Q2: In your answer you
refer to reproduction. In fact, reproduction is a theme that runs
throughout your work, and serves as the point around which you
analyze both the history of capitalism and its current neo-liberal
form. In your answer above you seem to pose two forms of
reproduction against one another: the capitalist reproduction of the
workforce and the concomitant exploitation of women's bodies, and
women's reproduction in terms of the workforce and communal forms of
socio-cultural life.
Can you explain exactly
what you mean by "reproduction" and how it relates to
capitalism and the exploitation of women?
Recognizing that
reproductive work in capitalism is work that reproduces labor-power
also enables us to see that domestic/ family/sexual/ relations are
‘relations of production.’ That is, they are shaped by the logic
of capitalist production, which means that a particular type of
worker requires a particular type of family etc. This recognition too
has had a liberatory effect, as it has enabled us to understand that
much of the misery of family life is generated by the constraints
under which it operates, its function in the social assembly line.
*The complete interview
will be published in the coming months and made available to Critical
and Visual Studies students upon its completion.
Silvia Federici
Professor
Emerita and Teaching Fellow at Hofstra University
In 1972s she was a co-founder of the International Feminist Collective, the organization that launched the international campaign for wages for housework in the United States and Internationally. In 1990 she was a co-founder of the Committee for Academic Freedom in Africa and from 1991 to 2003 she was one of the editors of the CAFA newsletter.

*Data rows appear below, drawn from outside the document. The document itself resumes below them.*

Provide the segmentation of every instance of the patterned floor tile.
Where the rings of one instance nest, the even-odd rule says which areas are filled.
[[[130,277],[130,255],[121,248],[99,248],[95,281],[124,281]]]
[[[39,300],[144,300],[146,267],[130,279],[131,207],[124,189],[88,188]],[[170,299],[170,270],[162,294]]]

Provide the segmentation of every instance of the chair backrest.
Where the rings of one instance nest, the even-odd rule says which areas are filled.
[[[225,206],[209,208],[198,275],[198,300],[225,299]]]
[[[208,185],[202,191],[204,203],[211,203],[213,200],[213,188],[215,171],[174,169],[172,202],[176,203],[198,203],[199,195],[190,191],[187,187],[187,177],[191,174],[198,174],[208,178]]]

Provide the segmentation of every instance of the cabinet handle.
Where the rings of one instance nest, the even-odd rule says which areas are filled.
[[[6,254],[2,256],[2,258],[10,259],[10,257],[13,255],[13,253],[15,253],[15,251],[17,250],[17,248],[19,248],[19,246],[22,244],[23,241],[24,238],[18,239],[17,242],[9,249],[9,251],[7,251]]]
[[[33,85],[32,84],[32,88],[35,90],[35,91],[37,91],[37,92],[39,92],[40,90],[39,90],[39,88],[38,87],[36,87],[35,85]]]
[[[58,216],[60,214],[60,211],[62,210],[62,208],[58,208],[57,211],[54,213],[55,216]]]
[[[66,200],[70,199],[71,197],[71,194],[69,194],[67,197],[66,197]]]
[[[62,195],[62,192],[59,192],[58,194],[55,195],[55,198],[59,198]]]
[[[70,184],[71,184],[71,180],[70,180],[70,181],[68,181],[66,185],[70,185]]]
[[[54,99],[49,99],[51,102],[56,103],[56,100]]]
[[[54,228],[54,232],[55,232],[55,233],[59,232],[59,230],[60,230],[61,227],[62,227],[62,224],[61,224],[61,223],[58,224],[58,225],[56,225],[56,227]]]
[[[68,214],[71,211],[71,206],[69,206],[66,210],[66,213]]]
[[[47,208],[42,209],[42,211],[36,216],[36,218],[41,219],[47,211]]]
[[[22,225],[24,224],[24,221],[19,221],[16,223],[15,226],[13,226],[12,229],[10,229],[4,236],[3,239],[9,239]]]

In 1995 she helped found the Radical Philosophy Association Anti-Death Penalty Project.
She has taught at the University of Port Harcourt (Nigeria) and she is now Emerita Professor at Hofstra University (Hempstead, New York).
Federici has authored many essays on feminist theory, women’s history, political philosophy and education. Her published books include: Revolution at Point Zero. Housework, Reproduction and Feminist Struggle; Caliban and the Witch. Women, the Body and Primitive Accumulation; Enduring Western Civilization: The Construction of the Concept of Western Civilization and its Others (editor); Thousand Flowers: Social Struggles Against Structural Adjustment in African Universities (co-editor).